Tr. 1.S. – “Treason In Space”


I’m excited to announce that I have created a dev blog which follows the progress of my latest passion-project with my brother Jeff called Tr.1.S. – “Treason In Space”.  It was created with the intention of internal use to easily share our progress throughout the game’s development, but the more I thought about it, the more I believe it should be shared with everyone.

Jeff and I have always tinkered with game design and it seems like a perfect match – one, we’re brothers who have developed our love of games together throughout the years – and two, my brother happens to be an engineer.  It all started about 7 years ago when I approached him about making a little game demo based off of a puppet show I was producing with my friends at Blue Sky Studios.

I was in the process of moving on from the Blue Sky to get back into game development side of animation and my friends and I had just finished our last episode of “Treehouse Studios” – a low-budget, adult-orientated puppet show giving a gritty, behind-the-scenes look at the difficulties of animated film production.  In the show, I was portrayed as the “has-been” and my friend Nick Bruno (who is a director now) was “the new a**hole” and the two characters were always at odds with each other.
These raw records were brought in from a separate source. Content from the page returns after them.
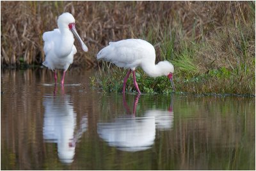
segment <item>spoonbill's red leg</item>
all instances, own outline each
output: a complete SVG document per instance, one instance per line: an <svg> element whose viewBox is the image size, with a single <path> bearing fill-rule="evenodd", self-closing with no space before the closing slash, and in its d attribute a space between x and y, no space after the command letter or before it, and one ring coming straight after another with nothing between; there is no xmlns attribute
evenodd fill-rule
<svg viewBox="0 0 256 171"><path fill-rule="evenodd" d="M61 85L64 84L64 78L65 78L65 74L66 74L66 71L63 71L63 75L62 76L62 80L61 80Z"/></svg>
<svg viewBox="0 0 256 171"><path fill-rule="evenodd" d="M125 86L126 86L126 82L127 82L129 76L130 75L131 72L132 71L131 70L129 70L127 72L127 73L126 74L125 77L124 77L124 84L123 84L123 94L124 94L125 93Z"/></svg>
<svg viewBox="0 0 256 171"><path fill-rule="evenodd" d="M139 87L138 86L138 83L137 83L136 80L135 71L132 71L132 74L133 74L133 83L134 84L135 88L137 90L138 93L139 94L141 94L140 93L140 91L139 89Z"/></svg>
<svg viewBox="0 0 256 171"><path fill-rule="evenodd" d="M56 71L54 71L54 74L55 84L57 84L57 73Z"/></svg>

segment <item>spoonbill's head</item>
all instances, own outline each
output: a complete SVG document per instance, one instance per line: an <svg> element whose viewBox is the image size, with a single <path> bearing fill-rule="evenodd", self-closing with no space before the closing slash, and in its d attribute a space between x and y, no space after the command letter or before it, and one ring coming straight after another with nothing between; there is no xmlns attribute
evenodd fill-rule
<svg viewBox="0 0 256 171"><path fill-rule="evenodd" d="M174 87L174 84L173 81L173 76L174 73L174 67L172 64L167 61L161 61L158 63L159 68L163 72L163 75L166 75L171 82L172 89L175 91L175 87Z"/></svg>
<svg viewBox="0 0 256 171"><path fill-rule="evenodd" d="M84 43L82 41L75 27L75 18L70 13L63 13L59 16L58 19L58 27L60 30L62 29L68 29L71 31L76 37L78 39L83 50L84 52L88 51L88 48Z"/></svg>

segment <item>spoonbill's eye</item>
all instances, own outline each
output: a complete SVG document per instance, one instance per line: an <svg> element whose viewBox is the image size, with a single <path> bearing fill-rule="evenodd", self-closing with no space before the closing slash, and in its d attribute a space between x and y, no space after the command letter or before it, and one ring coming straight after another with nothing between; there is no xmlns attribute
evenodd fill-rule
<svg viewBox="0 0 256 171"><path fill-rule="evenodd" d="M68 28L69 28L70 30L71 30L72 28L73 27L74 27L74 26L75 26L75 24L74 24L74 23L70 23L70 24L68 24Z"/></svg>

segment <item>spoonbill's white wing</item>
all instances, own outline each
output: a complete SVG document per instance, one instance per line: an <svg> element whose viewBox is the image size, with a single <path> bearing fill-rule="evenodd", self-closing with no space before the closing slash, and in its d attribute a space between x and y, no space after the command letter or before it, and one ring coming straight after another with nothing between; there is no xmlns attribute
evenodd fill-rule
<svg viewBox="0 0 256 171"><path fill-rule="evenodd" d="M128 39L109 42L108 46L98 53L97 59L111 62L118 67L134 70L145 60L154 62L156 56L154 47L150 43L140 39Z"/></svg>
<svg viewBox="0 0 256 171"><path fill-rule="evenodd" d="M61 34L59 29L55 29L51 31L47 31L43 34L44 41L44 51L47 56L49 52L54 49L54 43L58 41Z"/></svg>

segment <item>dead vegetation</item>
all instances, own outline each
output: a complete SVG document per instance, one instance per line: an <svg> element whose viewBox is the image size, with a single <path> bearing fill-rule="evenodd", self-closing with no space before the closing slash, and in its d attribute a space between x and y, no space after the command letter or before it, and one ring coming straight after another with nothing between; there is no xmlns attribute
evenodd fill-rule
<svg viewBox="0 0 256 171"><path fill-rule="evenodd" d="M236 20L246 23L250 14L250 4L246 1L1 1L1 66L14 66L22 64L40 64L44 61L42 34L57 27L57 17L64 11L74 16L77 31L89 48L89 52L84 53L75 41L78 53L74 57L74 65L86 68L97 66L95 54L109 41L145 38L155 45L159 56L163 43L161 34L166 29L177 31L173 48L179 51L182 50L179 43L180 39L197 41L211 39L223 25L234 25ZM221 47L221 45L220 46ZM214 54L209 49L205 52Z"/></svg>

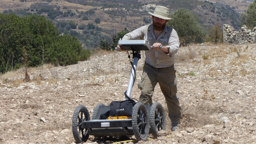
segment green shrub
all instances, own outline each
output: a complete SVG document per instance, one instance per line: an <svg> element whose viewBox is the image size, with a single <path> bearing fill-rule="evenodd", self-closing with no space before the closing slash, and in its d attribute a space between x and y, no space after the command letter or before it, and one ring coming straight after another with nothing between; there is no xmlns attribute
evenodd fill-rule
<svg viewBox="0 0 256 144"><path fill-rule="evenodd" d="M171 13L167 25L177 31L181 44L201 43L206 34L204 28L200 25L197 16L188 9L179 9Z"/></svg>
<svg viewBox="0 0 256 144"><path fill-rule="evenodd" d="M84 16L83 17L83 18L82 19L84 20L89 20L89 19L88 18L88 17L87 16Z"/></svg>

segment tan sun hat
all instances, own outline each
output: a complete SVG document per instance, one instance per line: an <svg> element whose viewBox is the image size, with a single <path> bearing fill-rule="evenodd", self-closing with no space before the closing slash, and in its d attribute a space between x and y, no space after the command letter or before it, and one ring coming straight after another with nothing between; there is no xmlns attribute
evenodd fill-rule
<svg viewBox="0 0 256 144"><path fill-rule="evenodd" d="M155 8L154 13L148 12L150 15L153 15L158 17L164 19L172 19L169 18L168 16L169 15L169 9L166 7L158 5Z"/></svg>

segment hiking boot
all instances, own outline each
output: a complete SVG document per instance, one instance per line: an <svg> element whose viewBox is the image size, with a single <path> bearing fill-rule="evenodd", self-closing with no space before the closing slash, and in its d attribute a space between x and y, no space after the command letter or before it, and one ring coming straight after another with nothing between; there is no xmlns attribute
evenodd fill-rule
<svg viewBox="0 0 256 144"><path fill-rule="evenodd" d="M179 124L172 124L172 131L174 132L175 131L180 129L181 126Z"/></svg>

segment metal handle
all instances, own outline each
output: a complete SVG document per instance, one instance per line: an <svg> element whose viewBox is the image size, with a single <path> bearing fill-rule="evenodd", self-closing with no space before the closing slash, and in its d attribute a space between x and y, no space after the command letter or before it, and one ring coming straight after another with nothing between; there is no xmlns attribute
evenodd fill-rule
<svg viewBox="0 0 256 144"><path fill-rule="evenodd" d="M151 47L151 48L153 48L153 46L150 46ZM163 46L162 45L160 45L160 46L159 47L159 48L163 48Z"/></svg>

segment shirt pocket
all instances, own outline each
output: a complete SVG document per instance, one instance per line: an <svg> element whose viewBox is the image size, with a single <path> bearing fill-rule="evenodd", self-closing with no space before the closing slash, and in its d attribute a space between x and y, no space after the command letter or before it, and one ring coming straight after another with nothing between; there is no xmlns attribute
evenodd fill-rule
<svg viewBox="0 0 256 144"><path fill-rule="evenodd" d="M153 39L153 37L148 37L147 36L144 36L143 39L146 40L146 39L147 39L149 40L152 40Z"/></svg>
<svg viewBox="0 0 256 144"><path fill-rule="evenodd" d="M165 43L167 43L167 41L168 40L168 38L160 38L160 41L161 41Z"/></svg>

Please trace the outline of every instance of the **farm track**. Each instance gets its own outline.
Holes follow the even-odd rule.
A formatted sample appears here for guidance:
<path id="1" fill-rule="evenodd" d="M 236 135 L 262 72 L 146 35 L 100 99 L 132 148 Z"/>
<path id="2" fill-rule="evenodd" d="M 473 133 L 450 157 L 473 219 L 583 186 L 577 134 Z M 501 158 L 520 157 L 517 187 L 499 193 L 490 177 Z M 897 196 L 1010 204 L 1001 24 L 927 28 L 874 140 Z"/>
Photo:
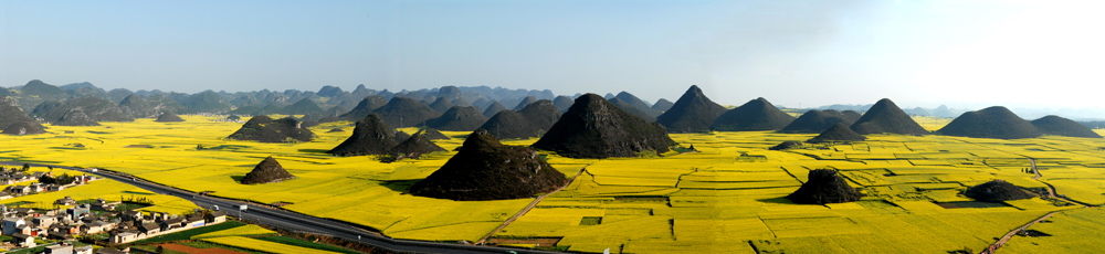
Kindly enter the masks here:
<path id="1" fill-rule="evenodd" d="M 20 166 L 23 162 L 17 161 L 0 161 L 0 165 L 9 166 Z M 344 221 L 337 221 L 332 219 L 316 218 L 303 213 L 297 213 L 293 211 L 274 209 L 266 204 L 253 203 L 250 201 L 232 200 L 218 197 L 200 195 L 199 193 L 186 191 L 168 186 L 164 186 L 156 182 L 146 181 L 140 178 L 135 178 L 133 176 L 112 172 L 107 170 L 92 171 L 90 169 L 65 167 L 59 165 L 44 165 L 44 163 L 31 163 L 28 165 L 32 167 L 54 167 L 61 169 L 76 170 L 90 174 L 96 174 L 106 179 L 110 179 L 118 182 L 128 183 L 136 186 L 141 189 L 149 190 L 154 193 L 164 195 L 173 195 L 181 198 L 200 208 L 211 208 L 213 205 L 219 205 L 231 210 L 238 205 L 250 205 L 246 213 L 242 214 L 242 220 L 259 222 L 270 226 L 281 227 L 284 230 L 293 232 L 312 233 L 319 235 L 328 235 L 333 237 L 343 239 L 349 242 L 356 242 L 391 252 L 398 253 L 558 253 L 548 252 L 539 250 L 525 250 L 525 248 L 509 248 L 509 247 L 495 247 L 495 246 L 480 246 L 480 245 L 467 245 L 467 244 L 454 244 L 454 243 L 438 243 L 438 242 L 424 242 L 424 241 L 412 241 L 412 240 L 400 240 L 383 236 L 378 232 L 372 232 L 364 229 L 364 226 L 348 223 Z M 234 212 L 230 212 L 230 215 L 234 215 Z"/>
<path id="2" fill-rule="evenodd" d="M 498 233 L 499 231 L 503 231 L 503 229 L 506 229 L 507 225 L 511 225 L 511 223 L 514 223 L 514 221 L 518 220 L 518 218 L 520 218 L 522 215 L 526 215 L 526 213 L 528 213 L 529 210 L 533 210 L 534 207 L 537 207 L 537 203 L 540 203 L 541 200 L 545 200 L 545 197 L 548 197 L 548 195 L 554 194 L 556 192 L 560 192 L 560 190 L 564 190 L 564 188 L 568 188 L 568 186 L 571 186 L 571 183 L 576 181 L 576 178 L 579 178 L 579 176 L 583 174 L 585 170 L 587 170 L 586 166 L 583 168 L 579 169 L 579 172 L 577 172 L 575 177 L 571 177 L 571 179 L 568 180 L 568 183 L 565 183 L 562 187 L 557 188 L 556 190 L 552 190 L 549 193 L 545 193 L 545 194 L 543 194 L 540 197 L 537 197 L 537 199 L 534 199 L 534 202 L 529 202 L 529 205 L 526 205 L 525 209 L 522 209 L 522 211 L 518 211 L 518 213 L 515 213 L 514 216 L 511 216 L 511 219 L 507 219 L 506 221 L 504 221 L 502 225 L 498 225 L 498 227 L 495 227 L 495 230 L 493 230 L 491 233 L 488 233 L 487 235 L 484 235 L 484 237 L 480 239 L 480 241 L 476 242 L 475 244 L 476 245 L 481 245 L 481 244 L 486 243 L 487 239 L 491 239 L 492 235 L 495 235 L 495 233 Z"/>
<path id="3" fill-rule="evenodd" d="M 1051 183 L 1048 183 L 1048 182 L 1044 182 L 1044 181 L 1040 181 L 1040 178 L 1042 178 L 1043 174 L 1040 174 L 1040 170 L 1036 169 L 1036 167 L 1035 167 L 1035 159 L 1029 158 L 1029 162 L 1032 166 L 1032 172 L 1035 173 L 1035 177 L 1032 177 L 1032 180 L 1036 180 L 1036 181 L 1039 181 L 1039 182 L 1048 186 L 1048 198 L 1059 199 L 1059 200 L 1063 200 L 1063 201 L 1066 201 L 1066 202 L 1070 202 L 1070 203 L 1082 204 L 1083 208 L 1088 208 L 1090 207 L 1090 204 L 1086 204 L 1086 203 L 1083 203 L 1083 202 L 1077 202 L 1077 201 L 1069 200 L 1066 198 L 1056 197 L 1055 195 L 1055 187 L 1051 186 Z M 1013 235 L 1017 235 L 1017 233 L 1020 233 L 1021 231 L 1024 231 L 1029 226 L 1035 225 L 1036 223 L 1040 223 L 1043 220 L 1048 220 L 1049 218 L 1051 218 L 1051 215 L 1055 215 L 1055 213 L 1059 213 L 1059 212 L 1061 212 L 1061 211 L 1049 212 L 1048 214 L 1044 214 L 1043 216 L 1040 216 L 1040 218 L 1035 219 L 1034 221 L 1031 221 L 1028 224 L 1022 225 L 1021 227 L 1017 227 L 1017 229 L 1013 229 L 1012 231 L 1009 231 L 1009 233 L 1006 233 L 1004 236 L 1001 236 L 1001 239 L 999 239 L 993 244 L 990 244 L 990 246 L 987 247 L 987 250 L 983 250 L 979 254 L 993 254 L 993 253 L 997 253 L 998 248 L 1001 248 L 1001 246 L 1006 245 L 1006 243 L 1009 242 L 1009 240 L 1013 239 Z"/>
So I pitched an idea to my brother about making a single-level, two-player fighting game as a funny goodbye to my best buddy Nick appropriately named “TREEHOUSED” .  I would produce the art and he would code the game.  Jeff IMMEDIATELY dove in and the result was a fun and extremely funny mini-game that both Nick and the entire animation team loved.  Based off of the game’s response and that the process between us was so organic, we decided to continue our development relationship on other projects.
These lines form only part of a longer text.